Le problème de l'assassinat sous la tente -- pour parler du texte de Zara' -- est qu'il ne pose pas de questions. On n'est pas surpris qu'il se produise, on ne se demande pas vraiment comment elle va s'en sortir -- ne serait-ce que parce qu'elle est encore en vie -- et il y a quelque part l'impression d'avoir vu ça x fois.
La même scène, avec exactement les mêmes événements, pourrait contenir beaucoup plus de tension si elle posait d'autres questions.
Par exemple, un favori des récits de fantasy récents (ou anciens ?) : est-ce que le personnage principal devient meugnon ou meuchant ? Il suffit de débuter le texte par "elle et moi on avait décidé de raccrocher (et d'ouvrir une boulangerie)" pour que l'assassinat prenne une toute autre dimension, et qu'on se demande si cet engagement du personnage (et donc le nôtre, par identification) va être remplacé par de la bonne vieille vengeance de Talion.
Autre exemple, notamment si on a peur que le lecteur ne s'identifie pas au personnage : la faire s'identifier à quelqu'un d'autre. "Je me suis trouvée pour la première fois en position de victime." On sait, pas très subtilement, comment elle se sent, et on sait donc comment on doit se sentir.

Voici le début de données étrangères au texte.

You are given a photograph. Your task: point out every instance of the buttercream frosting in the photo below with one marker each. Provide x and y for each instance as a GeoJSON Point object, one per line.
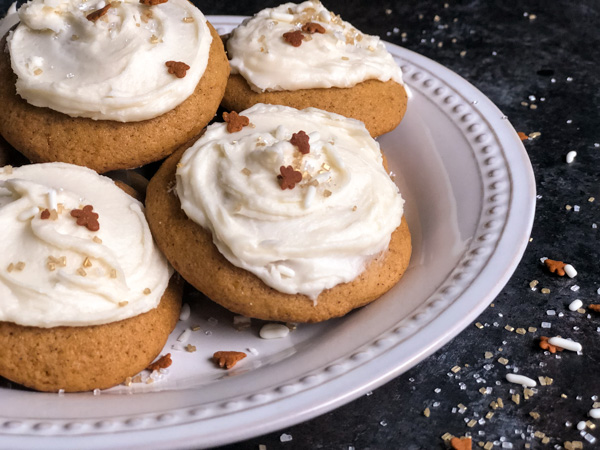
{"type": "Point", "coordinates": [341, 57]}
{"type": "Point", "coordinates": [55, 272]}
{"type": "Point", "coordinates": [112, 68]}
{"type": "Point", "coordinates": [320, 233]}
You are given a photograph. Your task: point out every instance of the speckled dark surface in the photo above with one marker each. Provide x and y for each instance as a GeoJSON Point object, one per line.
{"type": "Point", "coordinates": [549, 60]}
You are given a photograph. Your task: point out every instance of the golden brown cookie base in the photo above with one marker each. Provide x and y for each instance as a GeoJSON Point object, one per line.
{"type": "Point", "coordinates": [191, 251]}
{"type": "Point", "coordinates": [380, 105]}
{"type": "Point", "coordinates": [86, 358]}
{"type": "Point", "coordinates": [44, 135]}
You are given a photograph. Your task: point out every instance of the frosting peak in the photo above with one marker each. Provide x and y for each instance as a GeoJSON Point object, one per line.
{"type": "Point", "coordinates": [110, 68]}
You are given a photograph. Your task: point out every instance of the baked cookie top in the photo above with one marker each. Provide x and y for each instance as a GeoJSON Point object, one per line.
{"type": "Point", "coordinates": [298, 198]}
{"type": "Point", "coordinates": [123, 60]}
{"type": "Point", "coordinates": [76, 250]}
{"type": "Point", "coordinates": [305, 46]}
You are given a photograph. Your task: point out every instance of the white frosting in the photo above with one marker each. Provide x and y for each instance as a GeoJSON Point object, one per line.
{"type": "Point", "coordinates": [113, 68]}
{"type": "Point", "coordinates": [342, 57]}
{"type": "Point", "coordinates": [118, 269]}
{"type": "Point", "coordinates": [313, 237]}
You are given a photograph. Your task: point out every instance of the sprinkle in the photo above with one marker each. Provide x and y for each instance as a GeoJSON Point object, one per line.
{"type": "Point", "coordinates": [185, 312]}
{"type": "Point", "coordinates": [575, 305]}
{"type": "Point", "coordinates": [274, 331]}
{"type": "Point", "coordinates": [570, 271]}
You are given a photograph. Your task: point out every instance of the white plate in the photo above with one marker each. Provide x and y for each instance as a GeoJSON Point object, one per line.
{"type": "Point", "coordinates": [470, 196]}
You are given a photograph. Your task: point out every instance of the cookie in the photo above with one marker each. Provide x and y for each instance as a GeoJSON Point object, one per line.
{"type": "Point", "coordinates": [84, 291]}
{"type": "Point", "coordinates": [78, 359]}
{"type": "Point", "coordinates": [304, 55]}
{"type": "Point", "coordinates": [104, 131]}
{"type": "Point", "coordinates": [194, 245]}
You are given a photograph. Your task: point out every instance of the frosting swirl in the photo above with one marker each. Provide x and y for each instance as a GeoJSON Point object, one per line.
{"type": "Point", "coordinates": [340, 57]}
{"type": "Point", "coordinates": [55, 272]}
{"type": "Point", "coordinates": [112, 68]}
{"type": "Point", "coordinates": [320, 233]}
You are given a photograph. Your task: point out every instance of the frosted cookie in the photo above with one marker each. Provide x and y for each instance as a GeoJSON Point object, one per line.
{"type": "Point", "coordinates": [85, 296]}
{"type": "Point", "coordinates": [282, 214]}
{"type": "Point", "coordinates": [306, 56]}
{"type": "Point", "coordinates": [109, 86]}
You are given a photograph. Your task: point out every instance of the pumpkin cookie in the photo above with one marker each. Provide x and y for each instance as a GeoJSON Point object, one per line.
{"type": "Point", "coordinates": [85, 297]}
{"type": "Point", "coordinates": [111, 92]}
{"type": "Point", "coordinates": [292, 217]}
{"type": "Point", "coordinates": [305, 56]}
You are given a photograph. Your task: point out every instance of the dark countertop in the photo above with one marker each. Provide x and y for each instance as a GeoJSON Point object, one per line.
{"type": "Point", "coordinates": [538, 62]}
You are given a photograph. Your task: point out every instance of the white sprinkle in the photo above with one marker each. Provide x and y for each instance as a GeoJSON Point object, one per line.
{"type": "Point", "coordinates": [274, 331]}
{"type": "Point", "coordinates": [520, 379]}
{"type": "Point", "coordinates": [594, 413]}
{"type": "Point", "coordinates": [285, 437]}
{"type": "Point", "coordinates": [52, 203]}
{"type": "Point", "coordinates": [183, 337]}
{"type": "Point", "coordinates": [570, 271]}
{"type": "Point", "coordinates": [309, 196]}
{"type": "Point", "coordinates": [575, 305]}
{"type": "Point", "coordinates": [28, 214]}
{"type": "Point", "coordinates": [565, 343]}
{"type": "Point", "coordinates": [185, 312]}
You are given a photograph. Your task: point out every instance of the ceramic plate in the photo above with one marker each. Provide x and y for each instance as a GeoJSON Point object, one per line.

Si on a établi avant qu'elle était une guerrière, on a notre tension : comment ce sentiment nouveau va l'impacter. S'il n'y a pas d'impact, tension perdue, on referme le livre. Si l'impact est trop fort (elle ne sait même plus se battre), tension perdue, on referme le livre. Mais si on sent l'impact au travers de ses gestes de guerrière, alors le suspense est créé, on va vouloir voir cette évolution jusqu'au bout.
Et je précise, tout cela est inconscient. Le lecteur ne s'arrête pas sur chaque phrase pour se dire "mmmh, établissons la liste de tous les rôles que ce personnages féminin fuyant une navette pourrait être".
Les questions se posent à la volée, par cette même mécanique inconsciente qui nous fait tout interpréter à notre insu. L'activité ne devient consciente qu'en réfléchissant à l'histoire après-coup.
Alors bien sûr c'est plus compliqué que ça. Les événements bruts comptent, on sera toujours plus intéressé par un accident de voiture que des vaches qui regardent passer les trains ; le style compte aussi, quand ça fait littéraire sémieu ; puis il y a les goûts et intérêts de chacun, tout le monde n'aime pas l'indécision.
Mais à mes yeux la réponse est là, dans l'activité du lecteur, dans les questions que le texte lui pose et les réponses qu'il lui apporte. On l'implique sans le lui dire, en lui posant des questions dont il ne se rend pas compte -- en espérant qu'il finisse par se les poser effectivement.
Ou alors on adopte la méthode Michael Bay et on se contente de lui en jeter plein la vue. Ça marche aussi.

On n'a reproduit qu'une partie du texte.